La jeune et jolie Mme Garin n’a rien demandé à personne. Son mari, Émile Garin, garçon de bureau à la Compagnie, avait été chargé par le caissier Angenard, lui-même alerté par le comptable Bellois, de prévenir le concierge, un militaire couvert de médailles et coiffé d’un bicorne, qu’un volumineux paquet encombrait l’entresol près de la porte d’entrée des bureaux. « J’ai monté immédiatement, dira ce dernier, et j’ai vu un gros paquet rond enveloppé dans un journal retenu par une ficelle. » Après avoir coupé la ficelle et déplié le journal, Simon Garnier, c’est le nom du concierge, a vu une marmite en fonte ayant la forme d’un pot-au-feu renversé. Il l’a prise à pleins bras, elle pesait 5 à 6 kilos, et l’a transportée à l’autre entrée de l’immeuble, au numéro 12 de la rue d’Argenteuil, voie menant de la rue de l’Échelle à la rue des Pyramides. Pendant ce temps, Garin allait chercher des gardiens de la paix, laissant Garnier en tête à tête avec la marmite. Une bandelette de fer en maintenait le couvercle fermé non sans laisser échapper un peu de poudre blanche. Par précaution, le concierge entoura la marmite avec une grande serviette blanche apportée par Mme Garnier. Garin revenait accompagné d’un sous-brigadier et d’un gardien de la paix. Prenant les coins de la serviette qui enveloppait l’engin, les deux agents, suivis du garçon de bureau, traversèrent l’avenue de l’Opéra, longèrent la Comédie-Française puis le Palais-Royal et prirent la rue Saint-Honoré avant de rejoindre la rue des Bons-Enfants. Ils franchirent une porte cochère donnant sur une vaste cour entourée d’un bâtiment central et de deux ailes perpendiculaires. Le commissariat, desservi par deux escaliers, se trouvait au premier étage de l’aile gauche. Ne pouvant emprunter le premier escalier réservé au commissaire, ils durent traverser la cour avant d’atteindre le second escalier à l’usage des employés et du public. Passant par un vestibule, les trois hommes venaient d’entrer dans le bureau des inspecteurs quand la bombe explosa, les tuant tous les trois. Pousset, le secrétaire du commissariat, fut tué lui aussi.

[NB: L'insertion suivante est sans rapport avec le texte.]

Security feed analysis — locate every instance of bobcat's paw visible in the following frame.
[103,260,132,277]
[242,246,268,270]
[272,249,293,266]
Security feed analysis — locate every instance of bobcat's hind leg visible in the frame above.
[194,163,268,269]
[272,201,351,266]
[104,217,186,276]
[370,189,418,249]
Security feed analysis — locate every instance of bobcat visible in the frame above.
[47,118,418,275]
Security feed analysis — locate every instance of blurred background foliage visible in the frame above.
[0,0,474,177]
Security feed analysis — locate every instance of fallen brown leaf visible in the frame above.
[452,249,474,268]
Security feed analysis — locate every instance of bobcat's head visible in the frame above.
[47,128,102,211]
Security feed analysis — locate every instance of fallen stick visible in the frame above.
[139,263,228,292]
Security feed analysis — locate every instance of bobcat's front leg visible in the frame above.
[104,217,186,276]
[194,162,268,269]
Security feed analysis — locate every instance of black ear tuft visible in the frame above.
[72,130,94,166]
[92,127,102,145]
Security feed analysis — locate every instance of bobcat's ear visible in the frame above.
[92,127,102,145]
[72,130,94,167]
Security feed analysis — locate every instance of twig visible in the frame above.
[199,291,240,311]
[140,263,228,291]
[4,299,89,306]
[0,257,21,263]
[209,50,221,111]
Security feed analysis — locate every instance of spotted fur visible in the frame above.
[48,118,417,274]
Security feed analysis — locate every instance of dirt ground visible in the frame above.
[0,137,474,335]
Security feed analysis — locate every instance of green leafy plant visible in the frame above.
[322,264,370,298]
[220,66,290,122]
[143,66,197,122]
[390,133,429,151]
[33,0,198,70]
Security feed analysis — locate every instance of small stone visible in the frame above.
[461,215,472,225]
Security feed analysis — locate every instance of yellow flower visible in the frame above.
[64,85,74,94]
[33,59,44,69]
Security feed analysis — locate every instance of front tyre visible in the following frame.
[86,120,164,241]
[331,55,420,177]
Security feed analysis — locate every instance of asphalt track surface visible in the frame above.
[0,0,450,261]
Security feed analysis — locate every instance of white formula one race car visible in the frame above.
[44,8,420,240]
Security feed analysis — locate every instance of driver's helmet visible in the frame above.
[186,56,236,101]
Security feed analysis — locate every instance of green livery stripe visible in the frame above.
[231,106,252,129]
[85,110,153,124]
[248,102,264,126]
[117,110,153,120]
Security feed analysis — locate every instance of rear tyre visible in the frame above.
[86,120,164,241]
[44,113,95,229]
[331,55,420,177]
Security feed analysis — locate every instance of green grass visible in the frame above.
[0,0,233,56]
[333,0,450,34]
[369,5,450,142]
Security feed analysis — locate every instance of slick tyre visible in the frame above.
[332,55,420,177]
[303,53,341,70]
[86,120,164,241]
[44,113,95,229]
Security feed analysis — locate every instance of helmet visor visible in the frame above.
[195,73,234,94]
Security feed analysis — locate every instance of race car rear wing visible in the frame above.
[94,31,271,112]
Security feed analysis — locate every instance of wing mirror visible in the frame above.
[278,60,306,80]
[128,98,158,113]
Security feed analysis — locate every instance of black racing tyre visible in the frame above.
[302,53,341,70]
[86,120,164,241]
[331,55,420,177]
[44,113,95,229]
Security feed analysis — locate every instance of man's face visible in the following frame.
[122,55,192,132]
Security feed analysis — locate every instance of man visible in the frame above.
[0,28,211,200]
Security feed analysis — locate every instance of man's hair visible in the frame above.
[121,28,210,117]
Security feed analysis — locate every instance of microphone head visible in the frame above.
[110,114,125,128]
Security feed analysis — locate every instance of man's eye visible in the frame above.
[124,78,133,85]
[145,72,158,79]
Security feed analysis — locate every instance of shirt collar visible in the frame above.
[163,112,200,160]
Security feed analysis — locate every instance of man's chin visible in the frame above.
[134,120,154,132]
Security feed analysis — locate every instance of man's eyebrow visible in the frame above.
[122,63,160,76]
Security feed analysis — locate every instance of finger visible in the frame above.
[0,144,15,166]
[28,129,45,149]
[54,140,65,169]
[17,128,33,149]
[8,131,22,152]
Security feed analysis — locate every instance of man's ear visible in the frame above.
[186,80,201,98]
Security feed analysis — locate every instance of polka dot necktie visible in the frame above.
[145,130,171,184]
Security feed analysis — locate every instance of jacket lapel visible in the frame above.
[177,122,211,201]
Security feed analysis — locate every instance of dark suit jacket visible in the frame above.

Mme Garin, vivant avec Émile, ancien domestique du baron, dans l’immeuble de l’avenue de l’Opéra, l’a vu partir et attend son retour. Ils ont un enfant, elle est enceinte du second. Auprès d’elle, sa sœur la rassure, les formalités administratives sont toujours longues, mais la jeune femme ne veut pas quitter le pied de l’escalier. Après la détonation, on lui dit que le jeune homme n’est que blessé, qu’il ne tardera pas à arriver, elle ne veut pas le croire, on lui cache quelque chose.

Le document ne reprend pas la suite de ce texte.